For an integer \(q>0\) and arbitrary integer \(h\), let \[ C(h,q)= \sum_{\substack{ 1 \leq a \leq q\\ (a,q)=1}} \bigg(\bigg(\frac{{\overline a}}{q}\bigg)\bigg)\bigg(\bigg(\frac{ah}{q}\bigg)\bigg), \] and \[ K(m,n;q)= \sum_{\substack{ b=1\\ (b,q)=1}} e^{2 \pi i (mb+n{\overline b})/q}, \] where \(((x))=x-[x]-1/2\) if \(x\) is not an integer, and \(((x))=0\) if \(x\) is an integer, and \({\overline a}\) is defined by the equation \(a {\overline a}=1 \mod q\), denote the Cochrane and Kloosterman sums, respectively. The author studies the asymptotic properties of the hybrid mean value of the Kloosterman sums with the weight of Hurwitz zeta-function \(\zeta(s;a)\), \(s=\sigma+it\), \(0<a\leq 1\), and the Cochrane sums.
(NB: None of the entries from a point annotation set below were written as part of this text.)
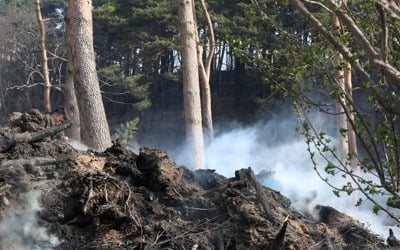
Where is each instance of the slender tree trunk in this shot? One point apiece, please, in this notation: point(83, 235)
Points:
point(347, 141)
point(351, 135)
point(94, 127)
point(204, 71)
point(70, 100)
point(191, 89)
point(43, 53)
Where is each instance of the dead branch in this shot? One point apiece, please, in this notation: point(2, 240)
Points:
point(277, 243)
point(11, 140)
point(249, 174)
point(90, 195)
point(32, 162)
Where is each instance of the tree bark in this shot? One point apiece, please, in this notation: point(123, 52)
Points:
point(70, 100)
point(94, 127)
point(43, 53)
point(378, 94)
point(191, 89)
point(205, 71)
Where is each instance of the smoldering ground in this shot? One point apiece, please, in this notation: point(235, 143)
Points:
point(19, 228)
point(279, 155)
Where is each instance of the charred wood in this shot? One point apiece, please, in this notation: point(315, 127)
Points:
point(9, 141)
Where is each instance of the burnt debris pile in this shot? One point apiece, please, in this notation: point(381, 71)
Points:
point(120, 200)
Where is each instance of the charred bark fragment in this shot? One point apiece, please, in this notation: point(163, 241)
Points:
point(11, 140)
point(277, 243)
point(29, 162)
point(249, 175)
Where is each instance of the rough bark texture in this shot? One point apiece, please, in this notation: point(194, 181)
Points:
point(204, 71)
point(191, 89)
point(380, 96)
point(351, 135)
point(94, 127)
point(43, 53)
point(70, 100)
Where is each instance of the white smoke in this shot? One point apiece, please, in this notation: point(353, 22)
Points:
point(19, 228)
point(276, 149)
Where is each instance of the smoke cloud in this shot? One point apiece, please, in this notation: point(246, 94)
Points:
point(279, 155)
point(19, 228)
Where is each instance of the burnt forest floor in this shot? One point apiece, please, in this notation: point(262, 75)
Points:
point(53, 196)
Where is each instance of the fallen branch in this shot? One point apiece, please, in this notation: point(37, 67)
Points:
point(249, 174)
point(277, 243)
point(31, 162)
point(11, 140)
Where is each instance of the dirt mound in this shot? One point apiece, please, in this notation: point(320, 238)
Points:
point(120, 200)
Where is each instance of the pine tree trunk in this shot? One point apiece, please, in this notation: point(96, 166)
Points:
point(94, 127)
point(205, 75)
point(70, 101)
point(191, 88)
point(43, 53)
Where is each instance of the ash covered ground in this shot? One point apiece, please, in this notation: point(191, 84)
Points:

For any positive integer \(q\), \(1 \leq h\leq q\), \((h,q)=1\), the asymptotic formula \[ \sum_{\substack{ 1 \leq a \leq q\\ (a,q)=1}}\;\sum_{\substack{ 1 \leq b \leq q\\ (b,q)=1}} K(a,1;q)\zeta\bigg(\frac{1}{2},\frac{b}{q}\bigg)C(ab,q) =-\frac{q^{3/2}\varphi(q)}{2 \pi^2}\prod_{p \| q}\bigg(1-\frac{1}{p(p-1)}\bigg)+O(q^{2+\varepsilon}), \] where \(\varepsilon\) denotes any fixed positive number, \(\prod_{p\| q}\) denotes the product over all prime divisors \(p\) of \(q\) such that \(p| q\) and \(p^2 \nmid q\), and \(\varphi(q)\) is the Euler function, is proved.